Total UAE banking sector revenues rose an estimated 14 percent to $18.1 billion last year but expansion shows signs of decelerating because of factors including the drop in oil prices and a moderate cooling of real estate markets.
"We believe that overall growth in consolidated revenues of all UAE banks has been significantly reduced," Mahmoud told Reuters on the sidelines of a business conference in Jordan.
ADIB, the largest sharia-compliant bank in Abu Dhabi, posted a 10.1 percent year-on-year rise in first-quarter net profit to 450.8 million dirhams ($122.8 million), helped by a 14.1 percent leap in group net revenues to 1.22 billion dirhams.
Nevertheless, this marked a slight slowdown from revenue growth of 16.6 percent in 2014, and Mahmoud said he expected ADIB's revenue growth this year to decelerate from last year.
A sign of the changing industry outlook is that some UAE banks are resorting to cross-border lending to keep growing, but this strategy has limits, Mahmoud noted.
ADIB's net customer financing grew 13.3 percent year-on-year in the first quarter but decreased 0.9 percent from the previous quarter. Mahmoud attributed the fall to the timing of some facilities and ADIB's decision to step away from some potential business that it did not think provided enough return on equity.
He predicted Islamic banking assets in the UAE would continue growing faster than conventional ones, however - the gap in growth rates would eventually narrow but only when Islamic assets neared 50 percent, versus about a quarter now.
BARCLAYS ASSETS
ADIB created a base for its expansion among the UAE expatriate population with its acquisition last year of Barclays' retail operations in the country. The Abu Dhabi bank agreed a 650 million dirham deal with the British lender and began migrating Barclays' 110,000 customers in the country last September.
Key to the deal's success was the ratio of Barclays accounts which ADIB could retain. Mahmoud said ADIB had budgeted to lose about 20 percent but ultimately only lost 2 percent, completing the onboarding process in three months, less than half the time it had expected.

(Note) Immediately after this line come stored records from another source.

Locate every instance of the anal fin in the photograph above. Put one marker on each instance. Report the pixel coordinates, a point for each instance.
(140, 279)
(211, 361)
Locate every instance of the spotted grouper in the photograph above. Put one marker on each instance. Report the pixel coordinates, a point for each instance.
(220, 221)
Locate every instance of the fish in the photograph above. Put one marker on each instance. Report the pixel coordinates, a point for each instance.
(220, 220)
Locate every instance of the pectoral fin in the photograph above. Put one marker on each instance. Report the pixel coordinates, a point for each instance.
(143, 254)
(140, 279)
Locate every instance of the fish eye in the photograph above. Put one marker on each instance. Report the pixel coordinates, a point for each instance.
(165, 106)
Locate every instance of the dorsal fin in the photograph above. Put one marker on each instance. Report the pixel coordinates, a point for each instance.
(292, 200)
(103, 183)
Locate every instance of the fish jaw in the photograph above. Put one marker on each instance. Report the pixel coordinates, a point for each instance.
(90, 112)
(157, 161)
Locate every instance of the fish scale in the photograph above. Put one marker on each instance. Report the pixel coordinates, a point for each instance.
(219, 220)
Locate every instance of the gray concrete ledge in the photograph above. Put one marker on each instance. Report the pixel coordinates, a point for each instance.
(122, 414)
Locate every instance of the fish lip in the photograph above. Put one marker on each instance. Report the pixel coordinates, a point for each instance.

This was achieved partly by minimising customers' engagement in the onboarding - for example, they could keep their old card numbers - and by retaining the Barclays management team, he said.
ADIB's international operations - it has presences in Britain, Saudi Arabia, Qatar, Iraq, Sudan and Egypt - are still too small to have a big impact on the bottom line but they are growing rapidly.

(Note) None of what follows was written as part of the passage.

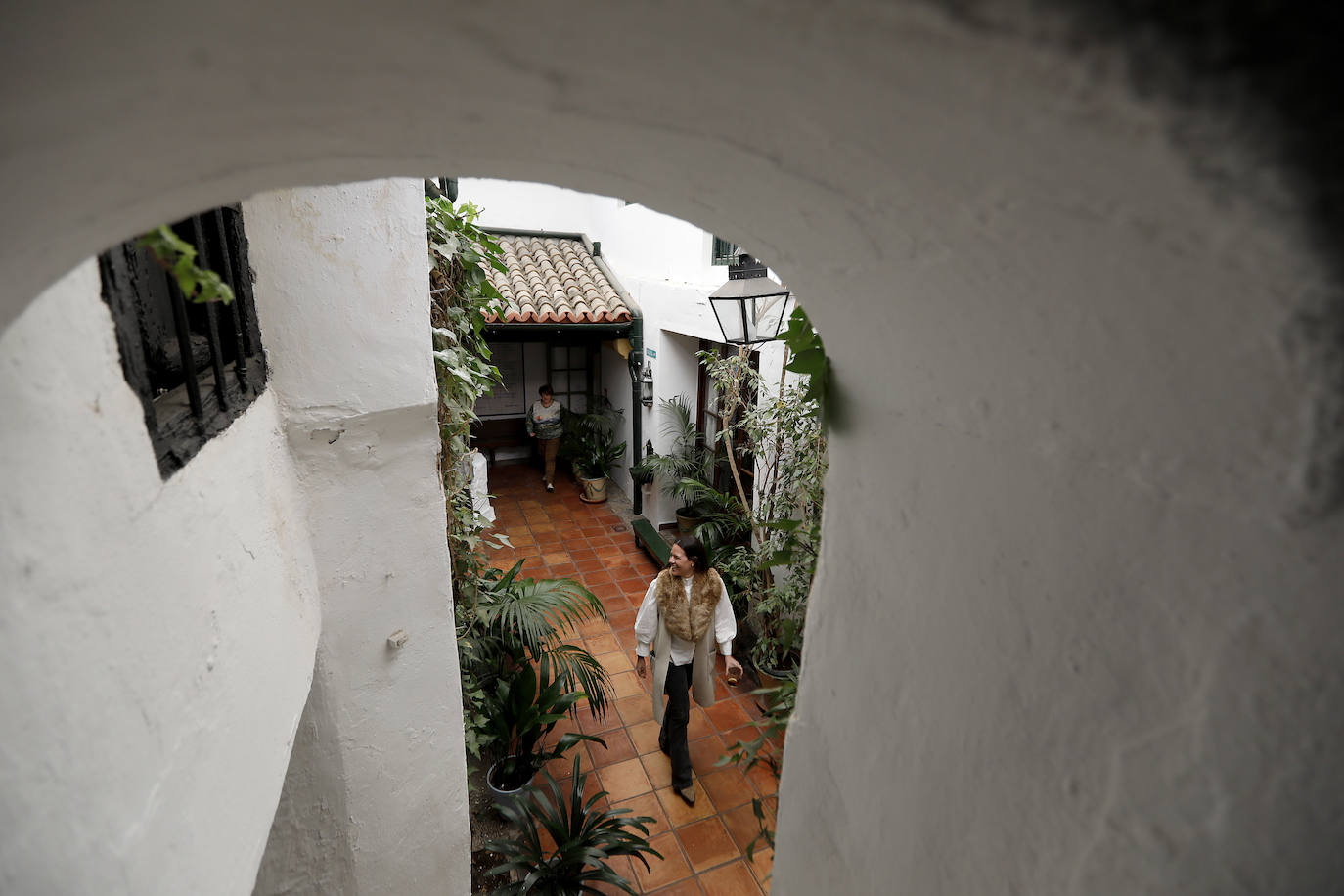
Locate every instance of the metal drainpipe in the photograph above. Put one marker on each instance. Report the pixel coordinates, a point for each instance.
(636, 366)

International revenues in 2014 were double those in 2013, and 2015 is expected to be double 2014, Mahmoud said.
ADIB, Dubai's Emirates NBD and Egypt's Commercial International Bank are in the running to buy Citigroup's Egyptian consumer business and the bidding process is in its final stages, banking sources told Reuters. Mahmoud did not comment on this.

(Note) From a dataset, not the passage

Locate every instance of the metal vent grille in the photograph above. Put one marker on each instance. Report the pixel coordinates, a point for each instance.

One challenge for Islamic banks in coming years will be liquidity management; Basel III regulations being phased in around the world require banks to have enough high-quality liquid assets, but there are not as many sharia-compliant assets available as conventional ones.
As a step towards addressing the liquidity issue, ADIB and National Bank of Abu Dhabi pioneered what they said was the Gulf's first sharia-compliant repo transaction in 2011.
ADIB is now working with governments in the Middle East to help them plan issuance of sukuk and other Islamic instruments that could be used as liquidity management tools. One country is likely to begin issuance this year and another next year, Mahmoud said without naming them.